BEIJING: Trade statistics variation have shown by Pakistan and Chinese customs authorities needs to be addressed by implementation of transparent, coherent and fully integrated global customs valuation system with a strict check on over and under-invoicing,” the President of the Pak-China Joint Chamber of Commerce and Industry, Shah Faisal Afridi said in a statement on Thursday.
He said the values and prices were altered through false-invoicing, over-invoicing, under-invoicing and smuggling. “Some official reports say some $4.4bn under invoicing is being committed in imports from China. Under-invoicing not only deprive the state of huge revenues but the practice also hurts the domestic industries, which are denied level-playing field because of under-invoiced products, he said adding that this practice should be monitored with strong political will.”

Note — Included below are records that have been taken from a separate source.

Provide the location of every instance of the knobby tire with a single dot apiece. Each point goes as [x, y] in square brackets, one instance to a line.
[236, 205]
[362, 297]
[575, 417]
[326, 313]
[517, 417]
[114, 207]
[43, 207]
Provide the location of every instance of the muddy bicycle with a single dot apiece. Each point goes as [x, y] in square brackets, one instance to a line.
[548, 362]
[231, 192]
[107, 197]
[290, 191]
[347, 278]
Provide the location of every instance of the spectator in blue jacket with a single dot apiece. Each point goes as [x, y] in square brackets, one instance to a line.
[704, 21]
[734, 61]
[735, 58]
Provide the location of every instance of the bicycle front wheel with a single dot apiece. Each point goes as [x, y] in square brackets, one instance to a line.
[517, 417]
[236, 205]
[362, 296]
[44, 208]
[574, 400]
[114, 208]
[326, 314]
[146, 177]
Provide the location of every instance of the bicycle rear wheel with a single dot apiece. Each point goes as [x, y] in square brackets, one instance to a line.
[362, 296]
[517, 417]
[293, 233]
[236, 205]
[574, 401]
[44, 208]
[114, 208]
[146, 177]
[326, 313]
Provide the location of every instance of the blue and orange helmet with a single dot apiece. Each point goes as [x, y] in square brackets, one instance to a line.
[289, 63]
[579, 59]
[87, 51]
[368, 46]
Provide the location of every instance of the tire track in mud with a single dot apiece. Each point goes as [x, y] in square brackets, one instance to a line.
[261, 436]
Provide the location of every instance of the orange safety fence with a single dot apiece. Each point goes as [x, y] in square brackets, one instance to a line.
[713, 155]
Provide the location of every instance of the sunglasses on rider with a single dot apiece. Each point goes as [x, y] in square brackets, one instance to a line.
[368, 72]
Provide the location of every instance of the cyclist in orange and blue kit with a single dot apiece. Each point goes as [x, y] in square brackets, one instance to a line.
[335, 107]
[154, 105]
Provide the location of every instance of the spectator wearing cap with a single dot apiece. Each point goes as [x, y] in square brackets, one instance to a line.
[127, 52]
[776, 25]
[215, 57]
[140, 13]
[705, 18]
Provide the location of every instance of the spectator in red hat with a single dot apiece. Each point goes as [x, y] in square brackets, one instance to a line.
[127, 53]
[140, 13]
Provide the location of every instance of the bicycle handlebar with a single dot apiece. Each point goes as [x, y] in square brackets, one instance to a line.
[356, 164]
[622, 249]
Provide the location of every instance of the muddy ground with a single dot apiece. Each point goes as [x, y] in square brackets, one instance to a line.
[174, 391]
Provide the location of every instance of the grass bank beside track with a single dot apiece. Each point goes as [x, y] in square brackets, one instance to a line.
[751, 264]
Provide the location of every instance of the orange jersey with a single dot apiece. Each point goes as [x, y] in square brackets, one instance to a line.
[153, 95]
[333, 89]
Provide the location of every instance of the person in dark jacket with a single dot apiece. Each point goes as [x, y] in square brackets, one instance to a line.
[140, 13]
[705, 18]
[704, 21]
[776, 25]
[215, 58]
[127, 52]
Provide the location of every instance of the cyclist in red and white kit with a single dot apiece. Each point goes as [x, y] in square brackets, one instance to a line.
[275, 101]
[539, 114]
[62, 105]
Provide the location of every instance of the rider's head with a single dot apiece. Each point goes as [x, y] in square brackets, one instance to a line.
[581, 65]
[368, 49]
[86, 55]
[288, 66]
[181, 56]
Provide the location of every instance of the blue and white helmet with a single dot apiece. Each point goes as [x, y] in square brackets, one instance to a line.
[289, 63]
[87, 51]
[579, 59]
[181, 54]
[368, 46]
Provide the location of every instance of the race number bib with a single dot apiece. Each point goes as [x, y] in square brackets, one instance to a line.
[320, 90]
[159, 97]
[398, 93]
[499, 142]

He asserted that establishment of a valuation database and customs modernisation was inconceivable without adequate investment in information technology. “Enormous amount of data requires be analysing and comparing with the declared values which can only be done by employing adequate computing resources. It is imperative that a customs administration wanting to tackle large value mis-declaration be adequately equipped with necessary computer hardware and software.”
He explicated that over- and under-invoicing of exports and imports could have significant tax implications. An exporter, who over-invoices the value of the goods that he ships, might be able to significantly increase the value of the export tax credit or value-added tax (VAT) rebate that he receives. “Similarly, an importer who is under-invoiced for the value of the goods that he receives may be able to significantly reduce the value of the import duties (or customs taxes) that he pays.”
He termed both of these cases as the acute means of trade-based money laundering and abuse of the tax system and claimed thousands of industrial units had been rendered sick, because of the availability of smuggled goods in open markets. “The most glaring example is Afghan Transit Trade which is the main source of smuggling into Pakistan and its annual volume has been estimated about five to six billion dollars, about 70 percent of the total smuggling causing a revenue loss of about 2.5 to 3 billion dollars annually,” he added.
He suggested numerous practical steps to be taken to improve the capacity of national authorities to address the threat of trade-based money laundering, which includes training programs to better identify trade-based money laundering techniques, effective information sharing among competent authorities at the national level, and greater recourses to memoranda of understanding and mutual assistance agreements to strengthen international co-operation. He warned, “If the government fails to control manipulation and alteration in customs value, it will not only cause a continuous revenue loss but also create a hostile trading environment for honest traders by distorting the market.”